During this period of French history, power could only be transferred to men related to the lord in charge. First born sons were ideal, but if he died, second born sons were good, so were third-borns. Uncles, nephews, and brothers could also make a claim if the first born son didn’t make it. 

When a noble died without a first-born son, the rest of his family would lick their chops and try to take over. These conflicts often weakened the house and could even lead to it splitting. 

In the Capet family, this just didn’t happen. In a remarkable turn of fate, they kept producing clear male heirs. Many of their rivals would have child after child hoping to do the same. But all too often it just didn’t work out. 

This kind of stability meant everyone knew who was going to take over the royal house when the king died. This kept the Capet house intact and allowed them to maintain and grow their power steadily over time. 

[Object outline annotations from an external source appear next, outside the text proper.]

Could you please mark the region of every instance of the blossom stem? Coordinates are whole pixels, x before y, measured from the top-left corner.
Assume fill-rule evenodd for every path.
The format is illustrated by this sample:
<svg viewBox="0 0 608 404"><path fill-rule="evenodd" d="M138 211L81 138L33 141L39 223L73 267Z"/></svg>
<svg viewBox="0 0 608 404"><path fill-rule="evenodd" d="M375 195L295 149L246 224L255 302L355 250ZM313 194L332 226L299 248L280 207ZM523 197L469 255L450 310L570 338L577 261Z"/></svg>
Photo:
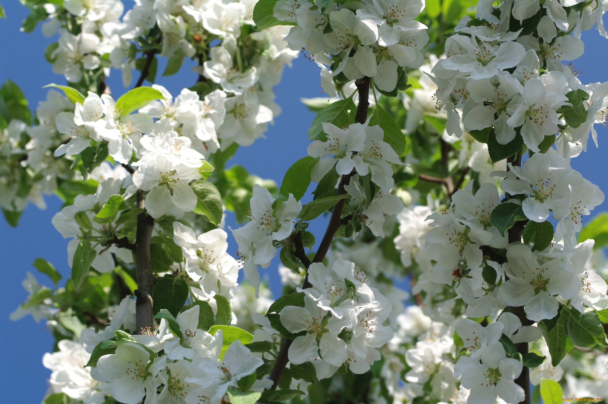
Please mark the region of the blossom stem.
<svg viewBox="0 0 608 404"><path fill-rule="evenodd" d="M518 152L515 156L511 156L507 159L507 162L511 163L514 166L521 166L522 165L522 154ZM509 171L508 164L506 166L507 171ZM507 194L507 199L511 197L510 195ZM515 224L513 227L510 228L507 232L508 233L509 242L521 242L522 241L522 235L523 233L523 227L525 225L526 222L527 221L519 221L515 222ZM517 318L522 323L522 326L530 326L532 324L532 321L528 320L526 318L526 313L523 310L523 306L510 306L509 312L513 313L515 315L517 316ZM522 356L528 353L528 343L522 342L515 344L516 348L517 349L517 352L519 352ZM523 403L523 404L531 404L532 402L532 395L530 393L530 369L527 366L523 366L522 368L522 372L519 374L519 376L515 379L515 383L523 389L523 392L525 393L525 398L523 401L520 402L520 404Z"/></svg>
<svg viewBox="0 0 608 404"><path fill-rule="evenodd" d="M143 191L137 191L137 207L144 207ZM136 318L137 330L154 328L152 306L152 253L150 248L154 219L145 213L137 215L137 231L135 240L136 270L137 289L135 290Z"/></svg>
<svg viewBox="0 0 608 404"><path fill-rule="evenodd" d="M365 121L367 120L367 110L370 108L370 81L371 80L366 76L355 81L355 84L357 86L357 89L359 91L359 106L357 107L357 114L355 117L355 122L357 123L365 123ZM344 185L348 183L350 181L350 177L354 176L355 173L356 171L353 169L350 174L342 176L340 183L338 185L337 195L344 195L346 193ZM331 216L330 217L330 222L327 224L325 234L323 235L323 239L321 240L321 243L317 250L317 253L315 254L314 258L313 259L313 262L321 262L323 261L323 258L325 258L325 255L327 254L327 252L330 249L330 246L331 245L332 240L334 239L336 232L337 231L338 228L340 227L340 216L342 215L342 208L344 207L344 199L340 199L337 204L334 205L334 208L331 210ZM297 244L299 237L300 238L300 247L302 247L301 251L299 251L299 248ZM302 246L301 238L302 235L299 233L294 240L296 247L296 254L298 254L298 258L300 258L300 260L302 261L302 263L308 269L308 265L310 265L309 263L308 265L306 264L306 262L308 261L308 258L306 256L305 254L303 255L303 257L301 256L304 252L304 248ZM303 260L303 258L305 258L305 260ZM302 284L302 289L306 289L312 287L313 285L308 281L308 273L306 273L306 277L304 278L304 282ZM276 390L277 386L278 386L278 382L281 380L281 377L283 375L283 371L285 369L285 366L287 366L287 362L289 361L288 352L289 352L289 346L291 345L292 342L293 341L291 338L286 338L283 340L281 349L278 352L278 356L277 357L277 361L275 362L274 366L272 367L272 371L271 372L269 376L269 378L273 382L272 387L271 388L271 390Z"/></svg>

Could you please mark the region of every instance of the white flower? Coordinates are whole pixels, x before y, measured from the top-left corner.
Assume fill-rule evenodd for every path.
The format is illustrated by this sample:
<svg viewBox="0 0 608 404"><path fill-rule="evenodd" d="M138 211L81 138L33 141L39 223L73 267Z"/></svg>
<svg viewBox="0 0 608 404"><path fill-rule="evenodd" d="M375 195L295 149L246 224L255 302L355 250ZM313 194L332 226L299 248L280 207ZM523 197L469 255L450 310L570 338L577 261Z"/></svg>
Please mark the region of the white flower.
<svg viewBox="0 0 608 404"><path fill-rule="evenodd" d="M105 400L103 388L91 377L91 368L85 367L91 356L78 343L62 340L59 351L46 353L42 358L44 367L53 371L49 383L53 392L65 393L74 400L86 404L101 404Z"/></svg>
<svg viewBox="0 0 608 404"><path fill-rule="evenodd" d="M334 366L340 366L347 360L346 343L338 337L342 328L347 326L350 318L332 317L326 325L322 321L327 310L317 306L308 296L304 296L304 307L288 306L281 310L281 324L289 332L306 331L297 337L289 346L289 361L294 365L303 363L316 357L320 349L321 355ZM318 342L317 338L320 338Z"/></svg>
<svg viewBox="0 0 608 404"><path fill-rule="evenodd" d="M195 359L190 367L192 376L185 379L202 388L215 386L216 390L208 402L212 404L219 403L229 388L237 387L238 380L251 374L264 363L261 358L252 355L250 351L238 340L230 344L221 360L223 361L218 363L219 357L218 352L213 358ZM196 394L197 390L193 390L190 395L194 397L187 399L186 402L199 402L188 401L195 399Z"/></svg>
<svg viewBox="0 0 608 404"><path fill-rule="evenodd" d="M78 83L82 79L82 71L92 70L99 67L99 57L94 54L100 42L94 33L82 32L74 35L67 31L62 31L59 38L59 47L53 51L51 58L53 72L63 74L70 83Z"/></svg>
<svg viewBox="0 0 608 404"><path fill-rule="evenodd" d="M185 212L196 207L196 195L188 183L201 178L196 168L173 165L164 156L149 164L141 165L133 174L133 183L150 191L146 196L146 210L156 219L165 214L171 204Z"/></svg>
<svg viewBox="0 0 608 404"><path fill-rule="evenodd" d="M150 357L143 346L128 341L116 347L116 354L99 358L97 369L112 383L112 397L125 404L137 404L145 395L147 404L154 402L161 380L147 369Z"/></svg>
<svg viewBox="0 0 608 404"><path fill-rule="evenodd" d="M508 265L503 265L510 279L498 290L498 298L508 306L525 306L528 318L539 321L558 314L559 295L568 300L581 290L579 278L562 267L561 260L552 259L539 265L530 247L511 247L506 252Z"/></svg>
<svg viewBox="0 0 608 404"><path fill-rule="evenodd" d="M462 374L460 383L471 389L468 403L492 404L497 396L508 404L517 404L525 397L523 389L514 380L522 372L519 361L505 357L499 342L488 344L481 355L483 365L474 363ZM457 375L455 372L455 376Z"/></svg>
<svg viewBox="0 0 608 404"><path fill-rule="evenodd" d="M514 97L509 103L506 111L511 117L506 120L506 124L513 128L523 125L521 129L523 142L530 150L537 152L538 145L545 136L559 131L558 113L551 105L567 98L562 94L548 91L539 78L526 81L522 94Z"/></svg>

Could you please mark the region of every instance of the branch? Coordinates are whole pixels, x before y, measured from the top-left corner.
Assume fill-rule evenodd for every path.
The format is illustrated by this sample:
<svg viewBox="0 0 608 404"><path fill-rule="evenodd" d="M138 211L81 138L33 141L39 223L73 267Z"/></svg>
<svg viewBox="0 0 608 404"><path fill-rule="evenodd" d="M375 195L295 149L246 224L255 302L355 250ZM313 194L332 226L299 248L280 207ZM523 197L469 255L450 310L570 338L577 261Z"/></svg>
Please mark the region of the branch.
<svg viewBox="0 0 608 404"><path fill-rule="evenodd" d="M144 208L143 191L137 191L137 207ZM135 290L137 300L135 303L137 329L154 328L154 312L152 307L152 288L154 276L152 275L152 254L150 244L154 219L147 213L137 215L137 231L135 241L136 270L137 289Z"/></svg>
<svg viewBox="0 0 608 404"><path fill-rule="evenodd" d="M520 153L518 152L514 156L511 156L507 159L506 161L507 163L511 163L514 166L521 166L522 155ZM508 165L506 166L506 170L510 170ZM508 199L511 197L508 194L507 194L505 196ZM516 222L513 227L508 230L508 233L509 235L510 243L521 242L522 234L523 233L523 227L525 225L525 222L523 221L520 221ZM526 318L526 313L522 306L510 306L509 312L513 313L515 315L517 316L517 318L519 318L519 321L522 322L522 326L530 326L532 324L532 322ZM528 353L528 343L523 342L516 344L515 346L517 349L517 352L522 355ZM519 374L519 376L515 379L515 383L523 389L523 392L525 393L525 398L523 399L523 401L520 402L520 403L523 403L523 404L531 404L532 396L530 394L530 369L527 367L523 367L522 369L522 372Z"/></svg>
<svg viewBox="0 0 608 404"><path fill-rule="evenodd" d="M137 80L137 83L135 84L135 88L138 87L141 87L142 84L143 84L143 80L145 80L147 77L148 75L150 74L150 66L152 64L152 61L154 60L154 55L156 54L156 49L152 49L150 52L146 53L146 64L143 66L143 69L142 69L142 74L139 76L139 80Z"/></svg>
<svg viewBox="0 0 608 404"><path fill-rule="evenodd" d="M370 107L370 81L371 79L369 77L365 77L354 82L359 91L359 105L357 106L357 114L354 120L357 123L365 123L365 121L367 120L367 110ZM356 171L353 170L350 174L342 176L340 183L338 185L337 195L344 195L346 193L344 185L348 183L350 181L350 177L354 176L355 173ZM330 222L327 224L325 234L323 235L323 239L321 240L321 243L317 250L317 253L315 254L314 259L313 259L313 262L322 262L323 258L325 258L325 255L327 254L327 252L330 249L330 246L331 245L332 240L334 239L336 232L337 231L338 228L340 227L340 216L342 215L344 206L344 199L340 199L337 204L334 205L334 208L331 210L331 216L330 217ZM294 242L296 243L295 253L296 254L301 255L302 253L304 252L304 248L302 247L302 251L300 252L298 252L299 249L297 244L298 238L300 238L300 245L301 247L301 233L300 233L299 236L296 236L294 240ZM305 257L306 255L304 254L303 255ZM308 269L308 265L306 264L305 261L302 260L302 258L299 256L298 256L298 258L300 258L300 260L302 261L304 265ZM308 261L308 258L305 257L305 260ZM308 281L308 273L306 272L306 277L304 278L304 282L302 284L302 289L306 289L312 287L313 285ZM285 369L285 366L287 366L287 362L289 361L288 352L289 352L289 346L291 345L292 342L292 341L291 338L286 338L283 340L283 343L281 345L278 356L277 357L277 361L275 362L274 366L272 367L272 371L269 376L269 378L273 382L272 387L271 388L271 390L276 390L277 386L278 386L278 382L281 380L281 377L283 375L283 371Z"/></svg>

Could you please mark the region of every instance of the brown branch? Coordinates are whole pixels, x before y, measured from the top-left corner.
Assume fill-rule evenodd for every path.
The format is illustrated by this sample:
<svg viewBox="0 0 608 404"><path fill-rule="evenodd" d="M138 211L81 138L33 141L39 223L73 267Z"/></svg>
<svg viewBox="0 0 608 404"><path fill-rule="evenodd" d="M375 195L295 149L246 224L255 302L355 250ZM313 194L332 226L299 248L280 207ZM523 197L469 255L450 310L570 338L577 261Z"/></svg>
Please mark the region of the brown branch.
<svg viewBox="0 0 608 404"><path fill-rule="evenodd" d="M137 207L144 208L143 191L137 191ZM150 245L154 219L147 213L137 215L137 231L135 241L136 270L137 289L135 290L137 300L135 303L137 329L153 329L154 312L152 306L152 288L154 276L152 275L152 254Z"/></svg>
<svg viewBox="0 0 608 404"><path fill-rule="evenodd" d="M367 110L370 107L369 94L370 81L371 79L369 77L365 77L355 81L355 85L359 91L359 105L357 106L357 114L354 120L357 123L365 123L365 121L367 120ZM340 183L338 185L337 195L344 195L346 193L344 185L350 182L350 177L354 174L355 171L353 169L350 174L342 176ZM325 258L325 255L327 254L327 252L330 249L330 246L331 245L332 240L334 239L336 232L337 231L338 228L340 227L340 219L342 216L342 211L344 206L344 199L340 199L337 204L334 205L333 209L331 210L330 222L327 224L325 234L323 235L323 239L321 240L319 248L317 250L317 253L315 254L314 258L313 259L313 262L321 262L323 261L323 258ZM300 235L299 237L300 238L301 245L302 235ZM302 247L302 252L299 253L297 251L298 246L296 244L296 254L303 252L303 250L304 248ZM304 255L305 256L305 254ZM302 261L302 258L299 256L298 258L302 261L302 263L305 262L304 261ZM308 261L308 258L306 257L306 260ZM308 267L306 264L304 265ZM308 281L308 273L307 272L306 276L304 278L302 289L306 289L312 287L313 285ZM276 390L277 386L278 386L278 382L281 380L281 377L283 375L283 371L285 369L285 366L287 366L287 362L289 361L288 352L289 352L289 346L291 345L292 342L292 341L291 338L286 338L283 340L283 343L281 345L278 356L277 357L277 361L275 362L274 366L272 367L272 371L269 376L269 378L273 382L272 387L271 388L271 390Z"/></svg>
<svg viewBox="0 0 608 404"><path fill-rule="evenodd" d="M152 61L154 60L154 55L156 54L156 49L152 49L151 50L146 52L146 64L143 65L143 69L142 69L142 74L139 76L139 80L137 80L137 83L135 84L135 88L138 87L141 87L142 84L143 84L143 80L148 78L148 75L150 72L150 66L152 65Z"/></svg>

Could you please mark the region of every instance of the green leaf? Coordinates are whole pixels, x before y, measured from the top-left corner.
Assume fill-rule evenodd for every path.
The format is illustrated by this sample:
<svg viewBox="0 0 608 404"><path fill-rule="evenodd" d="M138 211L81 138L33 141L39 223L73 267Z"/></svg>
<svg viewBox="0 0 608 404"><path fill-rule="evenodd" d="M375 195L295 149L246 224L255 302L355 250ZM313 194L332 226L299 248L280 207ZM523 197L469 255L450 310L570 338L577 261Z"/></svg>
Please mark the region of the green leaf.
<svg viewBox="0 0 608 404"><path fill-rule="evenodd" d="M254 336L245 330L238 327L232 327L232 326L215 325L209 330L209 334L215 335L218 330L222 330L223 343L222 345L222 352L219 358L224 357L224 354L226 350L235 341L238 340L243 345L246 345L251 342L254 339Z"/></svg>
<svg viewBox="0 0 608 404"><path fill-rule="evenodd" d="M120 195L112 195L104 205L99 213L93 217L93 221L96 223L105 224L109 223L116 218L120 208L120 205L125 202L125 199Z"/></svg>
<svg viewBox="0 0 608 404"><path fill-rule="evenodd" d="M165 309L175 317L188 298L188 284L181 278L166 275L159 278L152 288L153 311L158 313Z"/></svg>
<svg viewBox="0 0 608 404"><path fill-rule="evenodd" d="M52 44L51 44L51 45ZM66 95L66 97L67 97L67 99L69 100L72 104L75 104L76 103L80 103L82 104L85 102L85 96L83 95L81 92L75 88L72 88L71 87L68 87L67 86L59 86L54 83L47 84L46 86L43 87L43 88L46 88L47 87L54 87L63 91L64 94Z"/></svg>
<svg viewBox="0 0 608 404"><path fill-rule="evenodd" d="M213 166L211 165L209 162L206 160L203 160L201 162L202 163L202 165L199 168L198 172L201 173L203 178L208 180L211 177L211 174L213 173L213 169L215 169Z"/></svg>
<svg viewBox="0 0 608 404"><path fill-rule="evenodd" d="M86 172L91 174L93 169L105 160L108 157L108 143L102 142L97 146L89 146L80 153L82 165Z"/></svg>
<svg viewBox="0 0 608 404"><path fill-rule="evenodd" d="M165 67L165 71L163 72L162 75L171 76L179 72L185 57L186 55L181 48L176 49L173 55L167 61L167 67Z"/></svg>
<svg viewBox="0 0 608 404"><path fill-rule="evenodd" d="M204 331L207 331L215 323L213 320L213 309L209 303L202 300L197 300L192 306L195 304L199 306L198 327Z"/></svg>
<svg viewBox="0 0 608 404"><path fill-rule="evenodd" d="M314 238L314 235L310 231L300 230L302 232L302 246L307 248L312 248L314 246L314 243L317 242Z"/></svg>
<svg viewBox="0 0 608 404"><path fill-rule="evenodd" d="M336 173L336 167L334 167L319 182L317 188L313 191L313 194L314 194L313 199L318 199L328 196L335 196L337 192L336 185L339 179L340 174Z"/></svg>
<svg viewBox="0 0 608 404"><path fill-rule="evenodd" d="M309 221L317 217L321 213L330 209L342 199L350 197L348 194L319 198L308 202L302 207L298 217L304 221Z"/></svg>
<svg viewBox="0 0 608 404"><path fill-rule="evenodd" d="M227 392L232 404L255 404L262 395L257 391L244 393L237 389L228 389Z"/></svg>
<svg viewBox="0 0 608 404"><path fill-rule="evenodd" d="M579 242L588 239L595 241L594 250L608 245L608 213L602 212L595 216L578 233Z"/></svg>
<svg viewBox="0 0 608 404"><path fill-rule="evenodd" d="M549 320L542 320L538 326L542 330L547 346L551 355L551 364L554 367L562 361L574 344L566 334L568 323L568 313L559 307L558 315Z"/></svg>
<svg viewBox="0 0 608 404"><path fill-rule="evenodd" d="M564 105L558 112L564 114L564 119L570 126L578 128L587 122L587 110L582 101L589 100L589 95L584 90L578 89L566 93L566 97L572 106Z"/></svg>
<svg viewBox="0 0 608 404"><path fill-rule="evenodd" d="M138 87L130 90L116 100L115 113L119 117L131 114L136 109L145 106L154 100L164 99L162 93L151 87Z"/></svg>
<svg viewBox="0 0 608 404"><path fill-rule="evenodd" d="M44 259L43 258L36 258L34 260L33 265L36 267L36 269L38 270L38 272L43 273L45 273L49 276L50 280L53 281L55 285L57 282L61 280L61 275L57 272L57 270L55 269L53 264L49 261Z"/></svg>
<svg viewBox="0 0 608 404"><path fill-rule="evenodd" d="M278 298L268 307L267 313L280 313L283 308L287 306L304 307L304 292L300 292L289 295L283 295Z"/></svg>
<svg viewBox="0 0 608 404"><path fill-rule="evenodd" d="M384 131L384 142L390 145L397 156L402 154L406 149L406 135L401 132L392 115L382 109L379 105L376 105L372 116L372 120L375 118L377 125ZM370 126L373 126L371 120Z"/></svg>
<svg viewBox="0 0 608 404"><path fill-rule="evenodd" d="M576 346L592 348L597 344L597 340L603 341L606 337L595 311L583 314L576 309L570 310L567 330L568 336Z"/></svg>
<svg viewBox="0 0 608 404"><path fill-rule="evenodd" d="M91 354L91 357L89 358L89 361L86 363L85 366L91 366L92 368L97 367L97 361L104 355L109 355L110 354L114 354L116 351L116 346L113 345L112 346L109 346L106 348L102 348L102 344L103 341L97 344L94 348L93 348L93 352Z"/></svg>
<svg viewBox="0 0 608 404"><path fill-rule="evenodd" d="M536 223L536 225L534 227L534 246L532 247L532 251L542 251L549 247L549 245L553 241L553 225L548 221ZM527 226L527 224L526 225Z"/></svg>
<svg viewBox="0 0 608 404"><path fill-rule="evenodd" d="M517 349L516 348L515 344L505 334L500 336L500 339L498 341L502 344L502 348L505 348L505 353L509 356L513 357L517 353Z"/></svg>
<svg viewBox="0 0 608 404"><path fill-rule="evenodd" d="M215 323L222 326L229 326L232 322L232 310L230 301L221 295L213 296L217 303L218 311L215 314Z"/></svg>
<svg viewBox="0 0 608 404"><path fill-rule="evenodd" d="M278 192L282 195L293 194L296 200L300 200L310 185L310 173L318 160L307 156L297 160L289 168L283 177L283 183Z"/></svg>
<svg viewBox="0 0 608 404"><path fill-rule="evenodd" d="M497 228L503 236L505 231L513 227L516 221L526 219L527 217L522 210L522 207L509 202L499 204L490 215L492 225Z"/></svg>
<svg viewBox="0 0 608 404"><path fill-rule="evenodd" d="M28 126L32 124L32 113L27 107L27 100L19 86L7 80L0 88L0 116L7 123L18 119Z"/></svg>
<svg viewBox="0 0 608 404"><path fill-rule="evenodd" d="M544 139L542 142L541 142L541 144L538 145L538 148L540 149L541 153L546 153L554 143L555 135L545 136L545 139Z"/></svg>
<svg viewBox="0 0 608 404"><path fill-rule="evenodd" d="M42 304L46 300L52 297L53 291L48 288L43 287L34 293L27 301L21 305L21 307L23 309L35 307L39 304Z"/></svg>
<svg viewBox="0 0 608 404"><path fill-rule="evenodd" d="M131 277L131 275L129 275L128 272L125 271L121 267L116 267L114 268L114 272L116 275L120 277L122 281L125 282L126 287L129 288L130 290L131 290L131 294L134 293L135 290L137 289L137 282Z"/></svg>
<svg viewBox="0 0 608 404"><path fill-rule="evenodd" d="M194 213L203 214L215 225L219 224L222 220L224 208L222 207L222 196L215 185L204 180L199 180L190 184L198 201Z"/></svg>
<svg viewBox="0 0 608 404"><path fill-rule="evenodd" d="M545 404L562 404L562 388L555 380L544 378L541 381L541 395Z"/></svg>
<svg viewBox="0 0 608 404"><path fill-rule="evenodd" d="M488 143L488 135L492 130L492 126L486 128L481 130L469 131L469 134L473 137L473 139L479 143Z"/></svg>
<svg viewBox="0 0 608 404"><path fill-rule="evenodd" d="M261 31L266 28L275 26L295 26L294 22L280 21L273 15L274 5L277 0L260 0L254 7L254 22L255 26L254 29Z"/></svg>
<svg viewBox="0 0 608 404"><path fill-rule="evenodd" d="M260 2L258 2L256 7ZM352 96L328 105L313 120L310 129L308 129L308 140L325 142L327 140L327 134L323 131L324 122L329 122L338 128L342 128L354 122L356 112L357 106L353 102Z"/></svg>
<svg viewBox="0 0 608 404"><path fill-rule="evenodd" d="M6 219L7 223L13 227L16 227L17 225L19 224L19 218L23 212L7 210L4 208L2 208L2 213L4 215L4 219Z"/></svg>
<svg viewBox="0 0 608 404"><path fill-rule="evenodd" d="M488 133L488 152L489 153L492 163L496 163L507 157L510 157L520 150L523 146L523 138L519 133L519 128L516 128L515 138L506 145L501 145L496 140L496 134L494 128Z"/></svg>
<svg viewBox="0 0 608 404"><path fill-rule="evenodd" d="M306 267L294 255L291 251L292 245L293 245L293 244L290 242L281 248L281 252L278 255L278 258L281 260L281 264L284 265L286 268L289 268L291 270L299 273L300 269L306 269Z"/></svg>
<svg viewBox="0 0 608 404"><path fill-rule="evenodd" d="M91 242L80 240L72 261L72 284L77 293L80 292L80 286L97 255L97 252L91 247Z"/></svg>
<svg viewBox="0 0 608 404"><path fill-rule="evenodd" d="M274 344L270 341L256 341L245 345L252 352L267 352L272 349Z"/></svg>
<svg viewBox="0 0 608 404"><path fill-rule="evenodd" d="M179 327L179 323L178 323L178 321L175 320L175 316L171 314L169 310L166 309L163 309L162 310L159 311L154 318L164 318L165 321L167 321L167 326L169 327L169 329L173 334L176 337L179 337L180 338L184 338L184 335L182 334L182 330Z"/></svg>
<svg viewBox="0 0 608 404"><path fill-rule="evenodd" d="M523 366L528 366L530 369L534 369L534 368L538 368L547 359L545 356L539 356L534 352L530 352L529 354L524 354L522 355Z"/></svg>
<svg viewBox="0 0 608 404"><path fill-rule="evenodd" d="M303 391L285 389L283 390L266 390L262 393L261 399L265 401L283 402L291 400L296 395L302 395Z"/></svg>
<svg viewBox="0 0 608 404"><path fill-rule="evenodd" d="M317 381L317 370L314 365L310 362L304 362L300 365L289 365L291 371L291 377L295 380L302 379L308 383L314 383Z"/></svg>

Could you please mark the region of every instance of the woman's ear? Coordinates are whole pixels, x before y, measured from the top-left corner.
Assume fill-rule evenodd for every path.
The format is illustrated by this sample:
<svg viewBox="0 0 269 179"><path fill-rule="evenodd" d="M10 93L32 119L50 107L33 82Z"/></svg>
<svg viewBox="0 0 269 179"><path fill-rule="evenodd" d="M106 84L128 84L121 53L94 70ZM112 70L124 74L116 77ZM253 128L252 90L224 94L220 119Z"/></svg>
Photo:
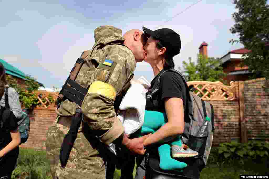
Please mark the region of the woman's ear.
<svg viewBox="0 0 269 179"><path fill-rule="evenodd" d="M159 54L158 54L159 55L163 55L165 53L165 52L166 51L166 48L164 47L162 47L160 50L159 50Z"/></svg>

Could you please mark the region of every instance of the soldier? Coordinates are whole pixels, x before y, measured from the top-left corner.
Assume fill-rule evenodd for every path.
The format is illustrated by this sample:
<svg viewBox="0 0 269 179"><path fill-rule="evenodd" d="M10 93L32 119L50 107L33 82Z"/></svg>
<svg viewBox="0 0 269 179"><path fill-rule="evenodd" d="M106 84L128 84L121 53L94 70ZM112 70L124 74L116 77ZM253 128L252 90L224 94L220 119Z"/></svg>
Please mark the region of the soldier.
<svg viewBox="0 0 269 179"><path fill-rule="evenodd" d="M84 89L81 91L87 90L83 102L81 98L80 101L79 98L72 100L73 96L65 95L59 98L58 116L49 129L46 143L54 179L105 178L106 162L109 159L100 149L100 143L113 143L133 153L144 153L143 143L147 136L128 139L116 113L130 86L136 62L142 61L145 55L143 47L147 39L138 30L128 31L123 38L121 33L121 30L111 26L95 29L95 43L91 50L83 53L76 64L83 63L77 75L73 76L72 72L66 82L68 85L63 86L64 91L74 91L74 88L79 90L82 87ZM72 71L77 70L74 68ZM78 84L80 87L74 87ZM59 161L60 148L69 130L72 116L76 109L80 109L80 104L83 119L63 168Z"/></svg>

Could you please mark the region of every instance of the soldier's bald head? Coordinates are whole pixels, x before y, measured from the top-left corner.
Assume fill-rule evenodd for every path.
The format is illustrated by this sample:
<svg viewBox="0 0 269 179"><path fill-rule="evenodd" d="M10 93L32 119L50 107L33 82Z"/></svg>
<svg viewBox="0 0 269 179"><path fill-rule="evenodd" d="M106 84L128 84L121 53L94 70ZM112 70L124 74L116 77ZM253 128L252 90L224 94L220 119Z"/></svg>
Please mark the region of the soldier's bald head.
<svg viewBox="0 0 269 179"><path fill-rule="evenodd" d="M137 62L143 61L145 55L144 46L147 42L146 38L143 32L138 29L132 29L123 35L124 45L133 52Z"/></svg>

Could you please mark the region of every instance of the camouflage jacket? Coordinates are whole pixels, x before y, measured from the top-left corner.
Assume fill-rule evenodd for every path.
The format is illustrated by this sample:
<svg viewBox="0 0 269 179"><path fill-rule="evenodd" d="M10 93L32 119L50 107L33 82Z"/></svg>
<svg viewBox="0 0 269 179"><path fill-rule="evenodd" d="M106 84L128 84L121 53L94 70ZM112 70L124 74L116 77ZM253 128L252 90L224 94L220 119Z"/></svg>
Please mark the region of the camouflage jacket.
<svg viewBox="0 0 269 179"><path fill-rule="evenodd" d="M102 134L98 137L107 144L123 132L114 103L129 86L136 66L132 52L123 45L121 33L121 30L111 26L94 30L95 43L91 50L84 52L80 56L85 60L75 80L89 89L81 106L84 121L91 130L98 130ZM61 104L57 113L71 116L77 107L75 103L66 100Z"/></svg>

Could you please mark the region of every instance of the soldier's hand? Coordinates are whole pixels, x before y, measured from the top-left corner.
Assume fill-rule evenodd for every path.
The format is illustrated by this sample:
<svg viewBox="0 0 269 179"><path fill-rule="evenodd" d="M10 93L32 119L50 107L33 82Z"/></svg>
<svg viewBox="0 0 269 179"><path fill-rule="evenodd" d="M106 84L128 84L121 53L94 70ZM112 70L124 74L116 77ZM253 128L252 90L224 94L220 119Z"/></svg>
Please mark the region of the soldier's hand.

All in all, the Capetian dynasty and its two cadet branches, the House of Valois and the House of Bourbon, ruled French politics from 987 AD to 1792 AD. If math is hard for you, that’s  805 years. 

Maybe Hugh Capet should get to eat at the adult table after all?

The Dynastic Traditions of Medieval Europe

The story of the Capetian dynasty tells us a lot about the rise of modern France. It also speaks to the reality of politics in Medieval Europe. More than anything, it was all about blood. 

Spilling blood, aka waging war, helped to defeat rivals and expand territorial control. This could lead to more political power. But even more importantly, maintaining a continuous bloodline helped keep succession uncontested. It made it easy for power to pass to the next man up when the leader of the house died. 

The Capetians did this better than anyone else in Medieval France and became an epic dynasty. But to say they “did” it is a stretch. It was more just good fortune. 

As they say, it’s better to be lucky than good. 

The importance of blood also shows just how unequal Medieval society was. There was no such thing as social mobility. The only way you could improve your lot in life was through war or marriage.

This helped give the Middle Ages its reputation as a violent, backward time. Constant war and unstable politics made regular life difficult. Economies grew slowly, and regular people were held back from their true potential. 

It’s just the way life was, and there was nothing anyone could do about it.

The Capetian Fall and the Birth of Modernity

The endurance of the Capetian dynasty helped build the modern nation of France. But if you go to France today, you’ll notice there are no Capets living in its palaces and royal halls. 

This is because in 1789 AD, fed up with the inequalities of society and the monarchy, the French people revolted.

At the time, the monarchy was known as the Ancien Regime, or the ancient regime. It had been around for so long the people saw it as “ancient.” Toppling it marked a true changing of the guard and ushered in a new era. It brought democracy to France. 

As such, the rise and fall of the Capetian dynasty can truly be seen as the beginning and ending chapters of an era. The emergence of Hugh Capet, a lowly king with little land, eventually created one of the most powerful monarchies in history. 

The fall of his house echoed throughout the world and turned the tides of history forever.